Unit 62: Geometric Word Problems

Geometric word problems are exactly like they sound – they describe a shape, ask you to modify it or create an equation.

An example:

A triangle has sides of s, and s + 4.  The third side is twice the length of s.  What is the perimeter, in terms of s

A) \(3s+6s\)
B) \(s+4\)
C) \(s^2+4s\)
D) \(4s+4\)

Strategy:

  1. Draw!
  2. Consider assigning values.
  3. Use the math reference section for formulas.

Back to our initial example:

Draw a picture, labeling our sides.

Don’t worry about drawing a super-accurate triangle.  It doesn’t need to be precise.  It also doesn’t matter the angles are, we just happened to draw a right triangle here.

Perimeter is all the sides added together, so we take \(s+s+4+2s=4s+4\)

Or consider the following:

If a rectangle that has sides of length x and width y is altered by increasing its length by 20 percent and it’s width by p percent.  If these alterations increased the area of the rectangle by 30 percent, what is the value of p ?

A) 8.3
B) 20
C) 30
D) 60.6

Let’s try assigning values. Since we know we’re going to be working with percents, 10 or 100 would be good values.  We’ll use 10 here, but any value will work.  We could use 10 for y, but to make sure we’re keeping everything straight it’s good to use a different number.  Here, we’ll use 12.
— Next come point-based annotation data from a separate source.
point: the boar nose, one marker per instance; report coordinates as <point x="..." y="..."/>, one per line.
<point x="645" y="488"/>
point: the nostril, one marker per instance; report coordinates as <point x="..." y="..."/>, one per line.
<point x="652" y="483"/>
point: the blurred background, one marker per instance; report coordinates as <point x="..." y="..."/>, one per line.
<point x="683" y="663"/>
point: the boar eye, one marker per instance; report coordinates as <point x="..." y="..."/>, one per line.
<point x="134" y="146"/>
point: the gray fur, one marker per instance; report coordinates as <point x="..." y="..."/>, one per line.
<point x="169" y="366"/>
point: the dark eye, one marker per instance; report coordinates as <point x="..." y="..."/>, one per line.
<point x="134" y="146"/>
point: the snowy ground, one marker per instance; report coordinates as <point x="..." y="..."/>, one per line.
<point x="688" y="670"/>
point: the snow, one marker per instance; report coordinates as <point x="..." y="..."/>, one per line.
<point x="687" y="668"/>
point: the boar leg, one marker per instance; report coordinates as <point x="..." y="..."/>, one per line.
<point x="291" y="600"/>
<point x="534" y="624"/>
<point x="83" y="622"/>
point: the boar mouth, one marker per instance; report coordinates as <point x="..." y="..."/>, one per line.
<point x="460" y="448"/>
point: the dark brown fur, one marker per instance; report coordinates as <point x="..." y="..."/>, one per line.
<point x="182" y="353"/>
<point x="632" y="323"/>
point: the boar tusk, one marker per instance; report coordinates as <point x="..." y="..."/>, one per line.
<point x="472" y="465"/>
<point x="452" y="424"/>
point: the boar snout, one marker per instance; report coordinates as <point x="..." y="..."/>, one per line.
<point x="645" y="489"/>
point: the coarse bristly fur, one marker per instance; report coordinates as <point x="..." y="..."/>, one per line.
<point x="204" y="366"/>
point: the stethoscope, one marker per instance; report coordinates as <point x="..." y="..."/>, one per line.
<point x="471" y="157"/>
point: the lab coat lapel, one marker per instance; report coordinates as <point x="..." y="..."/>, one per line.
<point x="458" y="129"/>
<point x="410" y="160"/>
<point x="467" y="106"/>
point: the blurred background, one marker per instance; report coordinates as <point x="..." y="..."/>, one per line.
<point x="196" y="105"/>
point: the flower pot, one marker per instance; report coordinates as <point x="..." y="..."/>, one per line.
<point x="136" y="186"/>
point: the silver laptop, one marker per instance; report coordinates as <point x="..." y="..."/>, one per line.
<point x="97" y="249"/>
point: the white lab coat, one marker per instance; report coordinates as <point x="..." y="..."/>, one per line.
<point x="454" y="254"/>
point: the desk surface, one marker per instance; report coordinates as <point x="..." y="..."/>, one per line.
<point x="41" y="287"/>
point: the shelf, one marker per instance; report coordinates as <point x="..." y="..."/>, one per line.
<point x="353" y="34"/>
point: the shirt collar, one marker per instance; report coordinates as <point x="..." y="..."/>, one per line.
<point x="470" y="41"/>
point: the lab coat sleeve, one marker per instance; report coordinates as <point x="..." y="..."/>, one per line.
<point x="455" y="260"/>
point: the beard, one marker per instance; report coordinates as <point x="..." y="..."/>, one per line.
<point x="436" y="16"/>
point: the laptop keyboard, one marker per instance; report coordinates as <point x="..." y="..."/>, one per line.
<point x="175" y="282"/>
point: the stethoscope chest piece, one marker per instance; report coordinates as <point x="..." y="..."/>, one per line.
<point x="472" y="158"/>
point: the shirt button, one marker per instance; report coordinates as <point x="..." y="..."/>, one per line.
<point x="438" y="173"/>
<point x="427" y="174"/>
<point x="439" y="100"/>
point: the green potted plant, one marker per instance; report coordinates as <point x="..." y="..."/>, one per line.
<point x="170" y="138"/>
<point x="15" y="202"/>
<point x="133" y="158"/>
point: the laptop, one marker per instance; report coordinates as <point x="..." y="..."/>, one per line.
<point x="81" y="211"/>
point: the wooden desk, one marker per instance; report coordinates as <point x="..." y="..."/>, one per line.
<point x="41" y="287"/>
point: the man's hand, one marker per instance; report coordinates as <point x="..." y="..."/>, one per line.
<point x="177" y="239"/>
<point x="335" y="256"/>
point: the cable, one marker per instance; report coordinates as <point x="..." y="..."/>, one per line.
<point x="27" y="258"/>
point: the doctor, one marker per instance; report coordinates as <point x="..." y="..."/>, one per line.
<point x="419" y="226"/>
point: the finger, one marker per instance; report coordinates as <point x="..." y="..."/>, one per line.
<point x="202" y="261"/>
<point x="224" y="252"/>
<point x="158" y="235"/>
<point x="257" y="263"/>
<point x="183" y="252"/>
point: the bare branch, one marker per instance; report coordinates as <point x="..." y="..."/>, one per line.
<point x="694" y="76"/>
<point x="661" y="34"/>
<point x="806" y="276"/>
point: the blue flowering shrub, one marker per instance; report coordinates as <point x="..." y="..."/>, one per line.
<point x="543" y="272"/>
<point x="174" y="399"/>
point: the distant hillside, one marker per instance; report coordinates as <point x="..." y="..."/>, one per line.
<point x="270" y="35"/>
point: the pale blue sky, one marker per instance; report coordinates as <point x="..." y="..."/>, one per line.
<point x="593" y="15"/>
The area of original rectangle would be \(10\times12=120\).  We know our new area is increased by 30 percent, so \(120(1.3)=156\).

We know our new length is \(10(1.2)=12\).  So our new rectangle would be \(12\cdot x=156\).  Dividing by 12, we find our new width must be 13.  

Remember our formula for percent change:

$$\frac{new-old}{old}$$

so

$$\frac{13-12}{12}=\frac1{12}=.083=8.3\%$$

Our width would have grown by A).

Alternatively, we could have combined this all into the equation \(v\) and then solved for p.  Either approach is correct and will arrive at the same answer.